Die drei Knechte weigerten sich zunächst, die an diesem Tag stürmischen Fluten zu befahren. Nach wüsten Beschimpfungen änderten sie jedoch ihre Meinung. Zu überwinden waren gut 110 Meter bis zu der genannten Spitze. Von hier aus gab es einen Schleichweg in Richtung Heinrichsberg. Diesen wollte der Quartiermeister nutzen. Der Pfad wurde seinerzeit von vielen Reisenden gewählt. Bei Heinrichsberg setzten diese dann über die Elbe und zogen weiter nach Niegripp.

Das Übersetzen gelingt den Knechten an diesem Tag recht gut. Als die Kutsche dann anruckt, um am jenseitigen Ufer von der Fähre zu rollen, bricht ein Staken. Das komplette Gefährt wird herumgerissen und um die Buhne (Landzunge) zwischen Ohre und Elbe gezogen. Der Quartiermeister und sein Neffe springen herunter und ergreifen einen „dicken Strang“. Aber ihnen und den Knechten gelingt es nicht, die Fähre zu halten.
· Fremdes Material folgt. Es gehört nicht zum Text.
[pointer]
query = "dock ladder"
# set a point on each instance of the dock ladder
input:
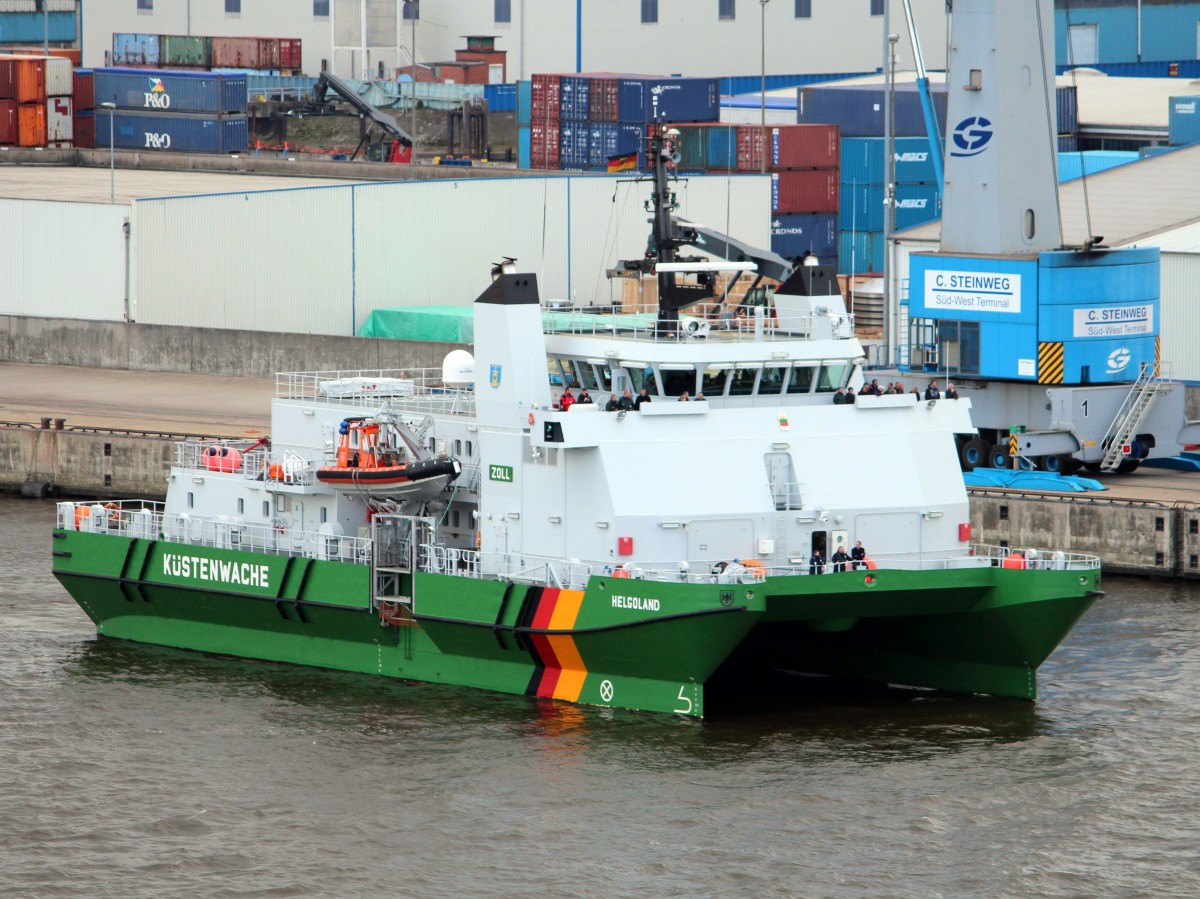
(1131, 415)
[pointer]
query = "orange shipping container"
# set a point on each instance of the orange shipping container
(31, 125)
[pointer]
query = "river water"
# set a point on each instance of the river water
(130, 771)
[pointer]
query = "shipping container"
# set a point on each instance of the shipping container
(544, 144)
(83, 89)
(246, 53)
(804, 147)
(575, 95)
(59, 120)
(523, 148)
(130, 49)
(23, 78)
(1183, 120)
(642, 100)
(172, 131)
(546, 95)
(85, 129)
(603, 100)
(792, 235)
(808, 191)
(525, 103)
(31, 124)
(185, 51)
(750, 145)
(171, 90)
(863, 161)
(723, 148)
(859, 251)
(9, 131)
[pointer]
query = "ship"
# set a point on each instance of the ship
(737, 527)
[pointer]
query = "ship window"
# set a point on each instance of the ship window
(742, 381)
(802, 379)
(772, 381)
(713, 383)
(833, 376)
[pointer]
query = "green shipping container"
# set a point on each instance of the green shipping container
(177, 51)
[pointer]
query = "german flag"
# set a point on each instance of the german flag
(623, 162)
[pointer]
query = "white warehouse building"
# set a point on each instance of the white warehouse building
(691, 37)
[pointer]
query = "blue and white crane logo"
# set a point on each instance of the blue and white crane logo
(971, 136)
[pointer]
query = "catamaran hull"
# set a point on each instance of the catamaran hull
(621, 642)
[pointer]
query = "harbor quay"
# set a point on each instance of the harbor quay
(109, 433)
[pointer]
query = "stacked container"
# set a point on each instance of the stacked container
(169, 109)
(862, 211)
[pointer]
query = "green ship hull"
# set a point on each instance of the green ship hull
(622, 642)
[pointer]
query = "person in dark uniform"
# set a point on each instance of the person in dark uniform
(857, 555)
(840, 559)
(816, 563)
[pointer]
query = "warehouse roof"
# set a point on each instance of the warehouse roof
(1134, 203)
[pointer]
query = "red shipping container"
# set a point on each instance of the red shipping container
(253, 53)
(83, 89)
(804, 147)
(749, 148)
(289, 53)
(603, 100)
(31, 124)
(85, 131)
(544, 138)
(544, 97)
(9, 133)
(807, 191)
(23, 78)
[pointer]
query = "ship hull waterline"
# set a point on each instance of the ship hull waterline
(630, 643)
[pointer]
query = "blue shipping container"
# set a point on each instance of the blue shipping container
(525, 102)
(169, 131)
(501, 97)
(167, 90)
(792, 235)
(859, 251)
(677, 100)
(863, 157)
(135, 49)
(574, 97)
(523, 148)
(1183, 120)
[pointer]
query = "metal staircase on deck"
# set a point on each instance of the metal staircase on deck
(1131, 415)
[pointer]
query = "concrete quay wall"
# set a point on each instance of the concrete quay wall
(203, 351)
(1131, 537)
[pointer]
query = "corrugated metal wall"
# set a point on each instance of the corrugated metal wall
(63, 259)
(319, 261)
(1181, 315)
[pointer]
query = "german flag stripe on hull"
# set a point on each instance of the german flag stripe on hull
(559, 671)
(1050, 363)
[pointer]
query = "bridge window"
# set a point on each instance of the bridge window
(802, 379)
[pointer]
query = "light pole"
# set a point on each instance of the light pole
(762, 84)
(112, 153)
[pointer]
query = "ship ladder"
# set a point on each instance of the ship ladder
(1131, 415)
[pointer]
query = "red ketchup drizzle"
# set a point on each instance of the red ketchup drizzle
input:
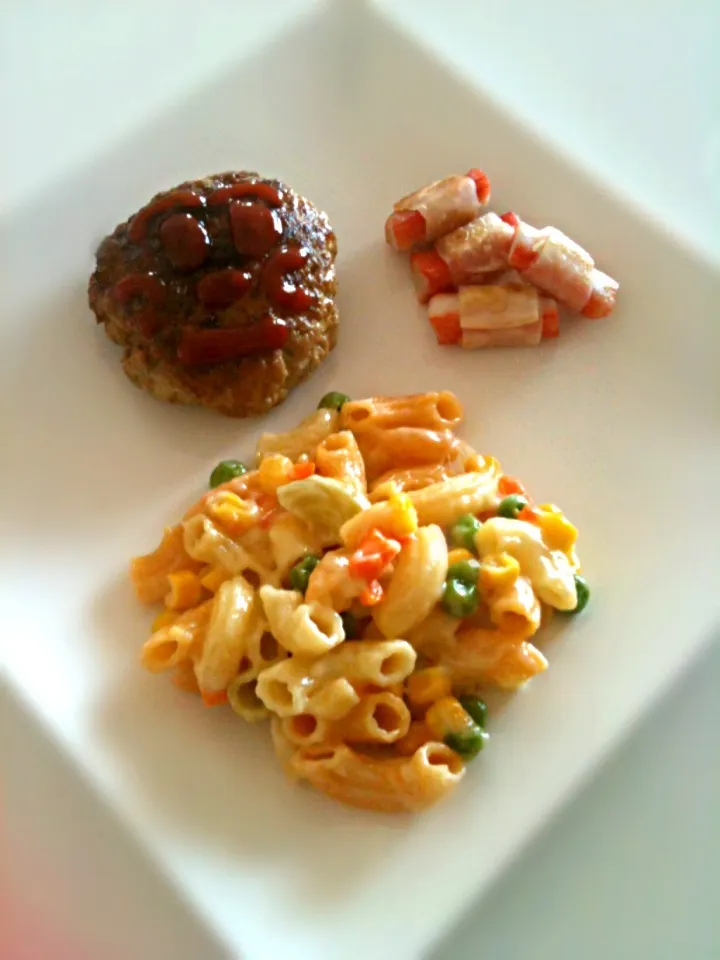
(178, 198)
(199, 346)
(223, 287)
(255, 228)
(282, 292)
(244, 190)
(149, 291)
(185, 240)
Sie wird zum jenseitigen Ufer über den Fluss getrieben und das Elbwasser überspült sie. Die drei Pferde, die Kutsche und einige Koffer gehen über Bord - mit ihnen wohl auch die schwergewichtige Regimentskasse.

„Die Sache hat für alle ein Nachspiel“, berichtet die Heimatforscherin weiter. „Die 7200 Reichstaler waren gewiss kein Pappenstiel.“ Die Sache wird zu einem Politikum, denn Regimentskommandeur Generalleutnant von Wreech schreibt nur zwei Wochen später an den Domherren von Alvensleben, dieser möge die Summe ersetzen, denn sein Fährmann sei an dem ganzen Unfall schuld. Einen Prozess wollen beide Seiten jedoch offensichtlich vermeiden – es wird vielmehr ein Vergleich angestrebt.

Eine Untersuchungskommission soll sich der Sache annehmen und dazu wird Preußenkönig Friedrich der Große höchstselbst ins Boot geholt. Er soll den Termin zur „Eröffnung der Commission“ bestimmen. Schon am 9. März 1745 tagt diese und behandelt den Fall ausführlich. Letztendlich wird festgestellt, dass niemandem der Verlust vorgeworfen werden könne. Der König bestimmt, dass die Staatskasse für den Schaden aufkommt.

Fährmann Joachim Gideon Lenthe kommt nicht so glimpflich davon. Er verliert den Pachtvertrag über Fähren und Fischerei und muss sogar für 190 Taler eine neue Fähre bauen lassen. „Ich glaube ja, dass der Quartiermeister hinter der ganzen Sache steckt und die ganze Aktion mutwillig geschehen ist“, schließt Margitta Häusler ihre Ausführungen. Die ganze Geschichte und ihre Variante des historischen Kriminalfalls erzählt sie Besuchern des Klutturms gern persönlich.